The writing upon which the indictment and judgment of conviction is based is not complete on its face. It is undated and does not show who was dealing with whom. Shelton v. State, 143 Ala. 98, 39 So. 377 is inapposite. The instrument alleged to be forged in that case was a promissory note. The writing alleged to have been forged in Jones v. State, 50 Ala. 161, was a written order purporting to be signed by a son addressed to his father requesting that the father send him $5 in money. The instrument involved in Dudley v. State, 10 Ala.App. 130, 64 So. 534, 535, on its face purported to be a formal application of "James Walker Bryant to the New York Life Insurance Company for insurance on his life in the sum of $10,000, to be made payable to one of the defendants, who was stated in the application to be a friend and business associate of the applicant."
In the case of People v. Wilson, 139 Cal. App. 139, 33 P.2d 476, the indictment embodying the writing alleged to have been forged is not set out nor was its sufficiency questioned. The opinion of the court dealt with the sufficiency of the evidence to sustain the charge. Moreover the California statute enumerating the instruments included in the subject of forgery are much broader and more inclusive than our statutes, as the opinion of the Court of Appeals states. Amongst the instruments in writing made the subject of forgery in the Penal Code of California 1949, § 470 are "request for * * * or the delivery of goods or chattels of any kind, * * *."

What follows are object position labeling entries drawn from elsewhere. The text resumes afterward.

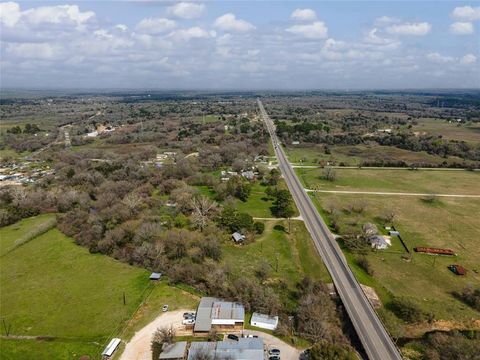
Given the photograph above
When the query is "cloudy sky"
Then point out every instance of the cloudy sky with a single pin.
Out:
(240, 44)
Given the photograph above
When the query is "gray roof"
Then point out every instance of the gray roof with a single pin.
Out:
(174, 351)
(243, 349)
(266, 319)
(155, 276)
(212, 308)
(204, 348)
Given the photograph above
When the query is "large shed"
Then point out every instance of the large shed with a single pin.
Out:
(264, 321)
(219, 314)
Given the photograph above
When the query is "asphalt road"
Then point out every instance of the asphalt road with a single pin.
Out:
(376, 341)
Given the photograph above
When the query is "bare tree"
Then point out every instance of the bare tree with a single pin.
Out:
(329, 173)
(203, 209)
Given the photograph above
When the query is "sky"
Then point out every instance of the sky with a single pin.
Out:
(240, 44)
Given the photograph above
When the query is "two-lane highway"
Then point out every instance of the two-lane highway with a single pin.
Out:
(375, 339)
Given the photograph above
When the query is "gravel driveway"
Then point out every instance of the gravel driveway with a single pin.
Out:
(138, 348)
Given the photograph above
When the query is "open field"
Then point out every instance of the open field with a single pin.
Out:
(416, 181)
(294, 253)
(451, 131)
(355, 155)
(52, 287)
(448, 223)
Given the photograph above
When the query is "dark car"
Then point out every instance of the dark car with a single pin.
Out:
(274, 352)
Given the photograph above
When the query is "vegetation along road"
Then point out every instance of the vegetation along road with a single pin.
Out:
(375, 339)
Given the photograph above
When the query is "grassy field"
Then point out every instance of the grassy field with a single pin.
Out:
(52, 287)
(450, 223)
(354, 155)
(419, 181)
(451, 131)
(293, 252)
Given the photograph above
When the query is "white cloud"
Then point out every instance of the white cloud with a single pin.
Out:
(461, 28)
(155, 25)
(9, 13)
(386, 20)
(316, 30)
(304, 15)
(468, 59)
(41, 51)
(417, 29)
(60, 14)
(187, 10)
(436, 57)
(229, 22)
(466, 13)
(192, 33)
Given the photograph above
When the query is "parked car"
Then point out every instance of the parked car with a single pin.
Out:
(188, 322)
(189, 315)
(274, 352)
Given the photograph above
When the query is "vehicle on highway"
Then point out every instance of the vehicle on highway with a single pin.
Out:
(274, 352)
(189, 315)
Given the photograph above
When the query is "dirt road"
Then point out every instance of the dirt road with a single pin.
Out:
(138, 348)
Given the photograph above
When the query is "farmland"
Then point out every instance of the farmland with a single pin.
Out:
(54, 288)
(447, 223)
(413, 181)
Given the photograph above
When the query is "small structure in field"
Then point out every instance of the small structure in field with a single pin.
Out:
(457, 269)
(379, 242)
(155, 276)
(238, 238)
(175, 351)
(220, 315)
(264, 321)
(111, 347)
(434, 251)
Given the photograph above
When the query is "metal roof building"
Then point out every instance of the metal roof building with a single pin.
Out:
(174, 351)
(243, 349)
(213, 312)
(264, 321)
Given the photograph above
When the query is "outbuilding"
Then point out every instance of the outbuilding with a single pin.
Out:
(264, 321)
(155, 276)
(111, 347)
(175, 351)
(237, 237)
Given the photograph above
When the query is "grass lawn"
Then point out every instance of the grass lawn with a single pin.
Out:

In Rembert v. State, 53 Ala. 467, 25 Am.Rep. 639, "The appellant was tried and convicted on an indictment which charges that he, `with intent to defraud,' forged an instrument in writing, in words and figures, as follows: `Due 8.25. Askew Brothers,' meaning thereby that there was due the bearer of said instrument, from said Askew Brothers, a firm composed of Samuel H. Askew and Warren S. Askew, the sum of eight dollars and twenty-five cents." The sufficiency of said indictment was challenged by demurrer on numerous grounds and the demurrer was overruled. On appeal, upholding the sufficiency of the indictment, this Court, Brickell, C. J., writing, stated:
In the case under consideration, we do not deem the indictment sufficient to show the forgery without the averment of extrinsic facts going to show that it had such apparent validity as that it could be so used as to accomplish a fraud. Consequently the indictment does not support the judgment of conviction. It results that the judgment of the Court of Appeals must be reversed. Let the defendant remain in custody until he is lawfully discharged.
Reversed and remanded.
All the Justices concur except SIMPSON, J., who dissents.